While this is not a blackpill thread, there is undeniably incredible momentum behind the globalist cause this year from both their own strength, the fruits of their efforts (brainwashing and media control), and underperformances from their enemies. It seems like every bit of momentum the pro-human, anti-globalist side has made since 2016 has been reversed while the globalist regime is making great strides in consolidating its many gains.

What else did I miss? How many more victories will globohomo win before New Years 2022?


----------



## Wesley Willis (Nov 13, 2022)

CHUDs are just another arm of the establishment. They just can't be corralled like the rest of the consoomers. Kennedy got whacked over far less than Trump. He's a fugazi and a stooge.


----------



## Rome's rightful successor (Nov 13, 2022)

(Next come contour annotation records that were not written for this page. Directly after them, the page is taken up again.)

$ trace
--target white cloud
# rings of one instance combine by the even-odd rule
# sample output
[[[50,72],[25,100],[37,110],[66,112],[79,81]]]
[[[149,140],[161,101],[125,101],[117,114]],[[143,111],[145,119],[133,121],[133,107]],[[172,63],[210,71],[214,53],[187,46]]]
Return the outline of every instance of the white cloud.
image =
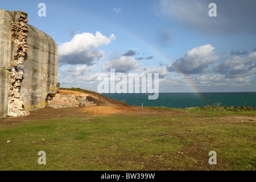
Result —
[[[238,77],[256,74],[256,52],[247,56],[230,56],[221,64],[215,65],[215,72],[226,77]]]
[[[101,46],[108,45],[114,40],[114,34],[107,38],[98,31],[95,35],[88,32],[76,34],[70,42],[59,46],[60,65],[92,65],[94,61],[102,57],[104,55],[103,51],[95,49]]]
[[[220,56],[213,52],[214,47],[210,44],[199,46],[188,51],[184,57],[176,60],[169,71],[174,71],[174,68],[178,69],[185,74],[197,74],[208,71],[209,64],[217,61]]]
[[[102,69],[110,71],[110,69],[115,69],[116,72],[129,73],[138,68],[141,64],[130,56],[121,56],[118,59],[106,61],[102,65]]]

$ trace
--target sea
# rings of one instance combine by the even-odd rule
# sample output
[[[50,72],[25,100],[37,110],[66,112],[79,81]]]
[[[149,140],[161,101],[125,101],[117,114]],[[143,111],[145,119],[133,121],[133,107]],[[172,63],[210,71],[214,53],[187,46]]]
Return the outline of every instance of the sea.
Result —
[[[147,94],[103,93],[104,96],[129,105],[186,108],[216,106],[250,106],[256,108],[256,92],[160,93],[156,100],[148,100]]]

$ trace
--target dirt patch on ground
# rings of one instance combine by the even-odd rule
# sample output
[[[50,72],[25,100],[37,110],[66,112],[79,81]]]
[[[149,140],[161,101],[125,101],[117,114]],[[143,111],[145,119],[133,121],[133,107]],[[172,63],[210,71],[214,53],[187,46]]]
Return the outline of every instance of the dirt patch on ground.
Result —
[[[85,117],[92,115],[110,115],[114,114],[135,113],[144,116],[174,115],[185,112],[154,109],[143,109],[130,106],[92,106],[79,107],[43,108],[30,111],[26,117],[7,117],[0,119],[0,123],[15,124],[29,121],[52,119],[65,117]]]
[[[84,90],[84,92],[81,92],[79,91],[73,91],[73,90],[67,90],[64,89],[59,90],[59,92],[56,94],[74,94],[75,96],[79,96],[82,94],[85,93],[89,96],[86,97],[86,99],[88,101],[93,102],[95,104],[97,104],[97,106],[126,106],[127,104],[123,102],[120,102],[110,98],[108,98],[106,96],[104,96],[98,93],[89,91],[89,90]]]

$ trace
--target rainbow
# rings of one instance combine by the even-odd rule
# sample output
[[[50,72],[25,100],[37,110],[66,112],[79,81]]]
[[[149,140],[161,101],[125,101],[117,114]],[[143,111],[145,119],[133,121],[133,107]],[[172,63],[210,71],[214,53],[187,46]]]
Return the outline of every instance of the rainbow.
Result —
[[[122,29],[123,30],[123,28],[122,28]],[[158,48],[155,47],[155,46],[153,46],[152,44],[148,42],[147,40],[143,39],[141,37],[130,32],[127,30],[125,29],[124,31],[128,33],[131,36],[133,36],[133,37],[139,40],[141,42],[143,42],[147,47],[150,48],[150,49],[154,52],[157,53],[158,55],[160,56],[160,57],[162,57],[167,63],[171,62],[170,60],[162,51],[160,51]],[[182,71],[177,67],[172,65],[172,68],[174,68],[176,71],[176,72],[179,73],[179,75],[181,76],[182,79],[189,86],[189,88],[191,89],[193,92],[196,94],[196,95],[199,97],[201,98],[202,97],[201,93],[200,93],[200,92],[198,90],[197,88],[193,84],[191,79],[189,78],[188,76],[187,76],[185,74],[183,73]]]
[[[87,12],[88,14],[90,14],[90,16],[94,16],[99,21],[102,21],[105,23],[108,22],[110,26],[116,28],[116,29],[119,29],[123,32],[125,32],[127,35],[131,36],[131,37],[139,40],[141,42],[143,43],[143,44],[147,47],[150,48],[153,52],[156,53],[158,56],[162,57],[167,63],[170,63],[171,60],[158,48],[155,47],[154,45],[147,42],[146,40],[142,39],[141,36],[131,32],[130,30],[125,28],[120,25],[117,24],[116,23],[110,20],[105,17],[100,16],[98,15],[96,15],[92,12]],[[183,73],[182,71],[176,66],[172,65],[172,68],[173,68],[177,73],[181,76],[182,79],[185,81],[185,82],[189,86],[193,93],[196,94],[196,95],[199,97],[201,98],[201,93],[198,90],[197,87],[193,84],[192,81],[190,78],[186,76],[185,74]]]

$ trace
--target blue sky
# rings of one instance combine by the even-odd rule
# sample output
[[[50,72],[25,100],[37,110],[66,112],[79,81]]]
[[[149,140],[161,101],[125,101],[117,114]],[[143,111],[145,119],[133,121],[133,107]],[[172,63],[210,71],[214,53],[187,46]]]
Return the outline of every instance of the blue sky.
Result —
[[[46,16],[39,16],[39,3]],[[217,16],[210,17],[210,3]],[[1,1],[59,49],[61,87],[97,91],[101,73],[159,74],[160,92],[256,91],[256,1]],[[178,72],[177,70],[179,71]]]

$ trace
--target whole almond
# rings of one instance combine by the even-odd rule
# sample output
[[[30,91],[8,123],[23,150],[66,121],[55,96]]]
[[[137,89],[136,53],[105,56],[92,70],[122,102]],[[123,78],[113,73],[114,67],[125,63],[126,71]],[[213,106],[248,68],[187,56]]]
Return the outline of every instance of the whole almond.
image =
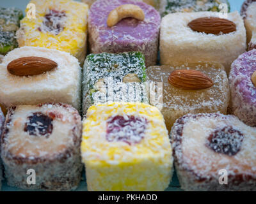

They have all the power and we don't have any of it.


----------



## wtfNeedSignUp (Nov 13, 2022)

It doesn't really matter, the economy will absolutely go into the shitter, along with the energy and food sectors collapsing and all the "progress" done will be for naught.


----------



## Ewan McGregor (Nov 13, 2022)

There is never going to be a Year of the Chud as things currently stand. It is absurd.

They are going to win every victory by manner of utter disproportionate force. I have just took a black pill in my personal life I'd rather not disclose for PL reasons.

But get this in your mind:

Everything most people think they know about the world is utterly false, it's a lie. I cannot blame any Flat Earth believer to go to those extremes due to the extreme levels of falseness in our perceived reality.

Yes, there is a huge disconnect between what is shown in TV and reality and most people do perceive this, but they conclude that TV must be right and they might be wrong almost every time. For a while a free internet prevented this to some extent but not anymore.

If elections were free it would show a huge discrepance between what people vote and what the TV tells us people think, but alas, elections are not free anymore. The powers that be have the means to draw people to clog the main streets of your city any time they want for any cause they want, no matter how fringe it is.

Who is these people? Where do they come from? Who knows? Who cares? The whole point is that your average Joe hates being in the minority and will change their minds on the overwhelming evidence that _they _are the fringe ones, lest we fall on the wrong side of history. All your conservative friends are doing this right now to be the "good conservative", willingly ignorant there is no good conservative beyond what is useful on a given time.

If you are on the left, you're not safer. As much of a meme it is to quote _1984_, there is this character named Parsons who has mastered doublethink. He will change opinions at the party's whim, and he will defend the new position for as long as the party needs him to do that, but Winston notes he's been doing this for long and that he's far from stupid, which is one of the reasons he's doing this, but that as much as he's taken note the Party has as well and he's one of these days going to suddenly disappear because no given amount of loyalty will be worth the risk of an individual too aware.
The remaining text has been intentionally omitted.